2. But, when a BGP router is passing an eBGP update to an iBGP neighbor, next-hop address is not modified.
3. If next-hop address is not reachable, route will not be installed in the BGP table.
· Because of the Point-1, when R2 sent an eBGP update to R3 for 11.11.11.11, it changed the next-hop value to its peering address with R3.
· For this reason, though R2 has 10.1.1.1 as next-hop address for the prefix 11.11.11.11/32, R3 has 20.1.1.2 as next-hop address.
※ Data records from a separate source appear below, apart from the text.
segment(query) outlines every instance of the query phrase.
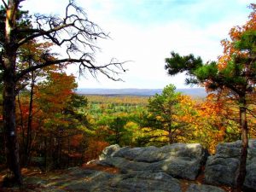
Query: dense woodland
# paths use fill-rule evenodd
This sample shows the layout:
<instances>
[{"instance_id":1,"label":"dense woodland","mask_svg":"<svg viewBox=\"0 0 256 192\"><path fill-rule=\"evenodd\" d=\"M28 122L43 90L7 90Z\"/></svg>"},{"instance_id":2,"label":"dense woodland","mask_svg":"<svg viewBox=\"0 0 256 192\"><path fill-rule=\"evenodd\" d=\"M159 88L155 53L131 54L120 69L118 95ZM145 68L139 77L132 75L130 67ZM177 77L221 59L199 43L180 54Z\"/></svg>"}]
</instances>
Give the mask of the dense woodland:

· And 20.1.1.2 is reachable for R3, as it is a connected interface and thus this prefix 11.11.11.11/32 is marked as the best route in the BGP routing table
· Because of point-2, when R2 sent an iBGP update for 3.3.3.3/32, it didn’t change the next-hop address.
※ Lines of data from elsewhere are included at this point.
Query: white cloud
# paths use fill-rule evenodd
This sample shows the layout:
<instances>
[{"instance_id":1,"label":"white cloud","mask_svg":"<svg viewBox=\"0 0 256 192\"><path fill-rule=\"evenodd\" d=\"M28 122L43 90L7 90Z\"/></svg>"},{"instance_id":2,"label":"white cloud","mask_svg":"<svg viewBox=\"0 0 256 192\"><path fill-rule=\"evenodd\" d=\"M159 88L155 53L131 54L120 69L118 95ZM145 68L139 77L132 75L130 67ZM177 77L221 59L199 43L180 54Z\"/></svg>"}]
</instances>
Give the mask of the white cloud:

· For this reason, both R2 and R1 has next-hop address as 20.1.1.3
· And 20.1.1.3 is not reachable for R1 and thus the prefix is not selected as the Best route in the BGP routing table.
Solution to this problem:
· Configure a next-hop-self for the iBGP neighbor on R2
· Once we configure this command on R2 towards R1, R2 will change the next-hop address to its peering address when it is sending the eBGP update towards R1.
· Advertise the link between R2-R3 into IGP (ospf etc), so that R1 can reach 20.1.1.3
· Advertise the link between R2-R3 into BGP, so that R1 can reach 20.1.1.3
Let’s configure Next-hop-self command on R2 and see what happens:
R2(config)#router bgp 100
R2(config-router)#neighbor 10.1.1.1 next-hop-self
R2(config-router)#
R1#show ip bgp
BGP table version is 7, local router ID is 111.111.111.111
Status codes: s suppressed, d damped, h history, * valid, > best, i - internal,
r RIB-failure, S Stale
Origin codes: i - IGP, e - EGP, ? - incomplete
Network Next Hop Metric LocPrf Weight Path
*>i3.3.3.3/32 10.1.1.2 0 100 0 200 i
*> 11.11.11.11/32 0.0.0.0 0 32768 i
R1#
Observations:
· Next-hop address for 3.3.3.3/32 is changed to 10.1.1.2 (peering addrees for R2)
· Since the next-hop address is reachable, the route became Bext route in the BGP table.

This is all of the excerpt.